While Mora was surprised to win the award, Brittany Marinelli, director for international education, and Jeff Vahlbusch, Ph.D., dean of the Fritz Honors College – both of whom supported Mora through the application process –  were not surprised at all.

“Melanie Mora is an extraordinary campus leader at LR – a major in international business, president of the First-Generation Student Association and president of the Latin Hispanic Student Alliance,” said Vahlbusch. “As Melanie wrote in a draft essay for the Gilman application, she is ‘committed to representing the diversity of [her] Mexican American background while actively engaging with the culture and people of South Korea. [She aims] to bridge cultural divides, promote mutual understanding and contribute to a more interconnected and compassionate global community.’ In short, Melanie embodies the purpose of the Gilman program.”
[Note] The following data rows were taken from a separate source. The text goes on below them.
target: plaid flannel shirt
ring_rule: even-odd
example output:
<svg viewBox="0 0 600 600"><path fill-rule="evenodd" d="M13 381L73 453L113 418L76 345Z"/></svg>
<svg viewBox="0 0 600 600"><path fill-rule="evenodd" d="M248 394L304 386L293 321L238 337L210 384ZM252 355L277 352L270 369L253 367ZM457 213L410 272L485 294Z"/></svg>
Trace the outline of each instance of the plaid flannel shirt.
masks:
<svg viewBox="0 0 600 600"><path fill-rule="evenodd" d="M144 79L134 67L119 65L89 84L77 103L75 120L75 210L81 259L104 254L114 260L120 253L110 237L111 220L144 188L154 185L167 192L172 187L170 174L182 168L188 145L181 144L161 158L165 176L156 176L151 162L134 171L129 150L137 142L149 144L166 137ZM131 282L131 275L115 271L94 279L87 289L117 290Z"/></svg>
Melanie Mora participates in a game night with five international students

In addition to opening up more opportunities to experience South Korea by defraying the cost of essentials such as airfare and tuition, the Gilman Scholarship offers Mora several long-term benefits. Like many federal scholarship programs, Gilman recipients have access to unique networking, training and mentorship opportunities. In addition, Gilman scholars qualify for 12 months of noncompetitive eligibility hiring status in the federal government, which streamlines the application process and provides a significant advantage.

For now, however, Mora is just looking forward to reuniting with friends she met when they studied at LR and experiencing South Korean cuisine firsthand. She hopes her example will inspire future students to take a chance on bigger scholarship opportunities and study abroad.

“I think it can be very scary to put your hopes out there on these big-name scholarships and awards,” she shared. “We see winners coming from the bigger universities and think we can’t compete, but we absolutely can! It’s about the students, not the school size.”